Sua esposa subiu até o quarto onde está Roberto, para ver se ele havia acordado, disse Amanda.

E ele acordou? É preciso ter esperanças, disse Francisco quase num sussurro inaudível.

- Não, Francisco, ele não acordou – gritou Amanda. – Nem com todos os ruídos que esses mil demônios fazem ali fora ele não acorda. Ele não acorda com nada. Estou cansada de ter esperanças. Não quero ter esperança nenhuma. Esperança era o nome da filha que eu sempre quis ter e nunca vou ter porque não é o meu sonho ser a mãe de uma pessoa que vá dormir para todo o sempre. É assim com a minha família, Francisco, você bem sabe disso: meu avô, meu pai, e agora meu irmão. Todos dormem. Todos se vão para a terra do sono e não se levantam. E as mulheres, nós mulheres, sofremos por eles. Por que eles são a carne da nossa carne e o sangue do nosso sangue.

 

Posso ir chamar um comprador de sonhos, disse Eduarda, eles são pessoas boas no comércio, falam por ai que é por causa do sangue semita misturado com o sangue grego; eu tenho minhas dúvidas, só conheço um que é sábio como uma coruja e esperto como uma raposa. Quem sabe pode ajudar...

Nunca gostei de raposas, disse Francisco, é melhor deixarmos o tempo resolver essa questão. Mesmo que durem mais três mil anos. Já vi velhos errantes passarem por aqui nessas bandas com sacolas cheias de ouro e diamantes. É só uma questão de tempo e matemática.

 

 Amanda levantou um suspiro que estremeceu não só a casa e a rua, toda a cidade estremeceu dentro de seu suspiro.
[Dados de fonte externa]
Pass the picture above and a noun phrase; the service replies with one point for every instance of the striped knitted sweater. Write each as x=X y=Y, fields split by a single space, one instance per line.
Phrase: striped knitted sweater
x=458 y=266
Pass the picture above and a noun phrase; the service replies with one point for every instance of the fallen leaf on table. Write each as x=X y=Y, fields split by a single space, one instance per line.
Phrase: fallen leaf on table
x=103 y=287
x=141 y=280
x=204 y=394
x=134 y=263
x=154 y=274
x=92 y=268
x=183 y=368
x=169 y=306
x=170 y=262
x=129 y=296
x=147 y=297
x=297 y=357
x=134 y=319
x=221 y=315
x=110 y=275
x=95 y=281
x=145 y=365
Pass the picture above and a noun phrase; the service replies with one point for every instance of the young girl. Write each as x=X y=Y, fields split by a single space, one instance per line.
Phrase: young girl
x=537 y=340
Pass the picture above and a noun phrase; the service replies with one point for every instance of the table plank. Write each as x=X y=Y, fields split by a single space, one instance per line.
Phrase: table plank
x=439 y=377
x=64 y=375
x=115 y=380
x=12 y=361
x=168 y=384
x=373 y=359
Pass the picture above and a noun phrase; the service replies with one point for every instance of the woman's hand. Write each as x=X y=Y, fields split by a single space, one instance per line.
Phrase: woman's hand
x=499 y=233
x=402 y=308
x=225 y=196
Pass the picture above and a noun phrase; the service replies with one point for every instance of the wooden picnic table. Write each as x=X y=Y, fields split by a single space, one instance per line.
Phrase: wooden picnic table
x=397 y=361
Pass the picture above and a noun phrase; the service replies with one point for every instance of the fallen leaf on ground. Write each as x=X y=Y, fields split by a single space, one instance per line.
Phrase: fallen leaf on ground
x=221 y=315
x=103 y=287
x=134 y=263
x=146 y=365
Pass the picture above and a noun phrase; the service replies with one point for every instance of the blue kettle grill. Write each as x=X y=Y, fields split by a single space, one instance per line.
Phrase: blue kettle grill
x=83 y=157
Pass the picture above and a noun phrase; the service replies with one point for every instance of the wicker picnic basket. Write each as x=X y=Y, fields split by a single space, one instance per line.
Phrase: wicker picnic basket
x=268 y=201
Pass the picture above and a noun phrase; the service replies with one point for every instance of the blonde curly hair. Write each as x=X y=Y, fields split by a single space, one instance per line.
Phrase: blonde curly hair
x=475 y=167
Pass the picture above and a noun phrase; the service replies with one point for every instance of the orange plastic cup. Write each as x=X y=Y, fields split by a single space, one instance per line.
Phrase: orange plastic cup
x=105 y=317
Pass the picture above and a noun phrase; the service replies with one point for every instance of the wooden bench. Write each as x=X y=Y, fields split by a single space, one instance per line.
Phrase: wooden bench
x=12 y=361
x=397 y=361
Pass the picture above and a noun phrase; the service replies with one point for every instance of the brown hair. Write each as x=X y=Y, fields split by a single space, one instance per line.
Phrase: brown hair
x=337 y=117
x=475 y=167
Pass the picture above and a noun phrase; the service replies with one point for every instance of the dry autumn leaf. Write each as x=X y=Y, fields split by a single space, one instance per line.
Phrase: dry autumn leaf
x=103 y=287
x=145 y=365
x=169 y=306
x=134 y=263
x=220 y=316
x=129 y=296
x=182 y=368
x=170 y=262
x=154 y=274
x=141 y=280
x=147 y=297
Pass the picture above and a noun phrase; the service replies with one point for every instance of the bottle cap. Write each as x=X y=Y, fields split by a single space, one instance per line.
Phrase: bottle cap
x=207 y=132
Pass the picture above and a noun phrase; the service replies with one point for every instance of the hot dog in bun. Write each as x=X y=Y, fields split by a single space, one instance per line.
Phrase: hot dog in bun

Um grande trovão chocalhou a prefeitura onde o gordo prefeito estava sentado comendo um baiacu vivo com uma esponja em forma de garfo e faca.

- O que foi isso, o que foi isso, Marieta? – perguntou o prefeito para Marieta, sua secretaria que parecia um palito de fósforo com sete dedos nas mãos de tão rápida que digitava no computador os seus nadas em brancos.

- É a mulher que estava suspirando por causa do irmão que continua dormindo – disse Marieta com sua voz de ganso em grasnados lentos.

- Aquele que dormiu por muito tempo? É esse? – perguntou o prefeito novamente, antes de abrir sua boca e engolir de uma só vez o baiacu entre suas mandíbulas.

- É esse mesmo prefeito – disse Marieta.

- E o que a prefeitura pode fazer para ajudar essa coitada? – perguntou o prefeito com uma gargalhada, como se já soubesse a resposta da secretária.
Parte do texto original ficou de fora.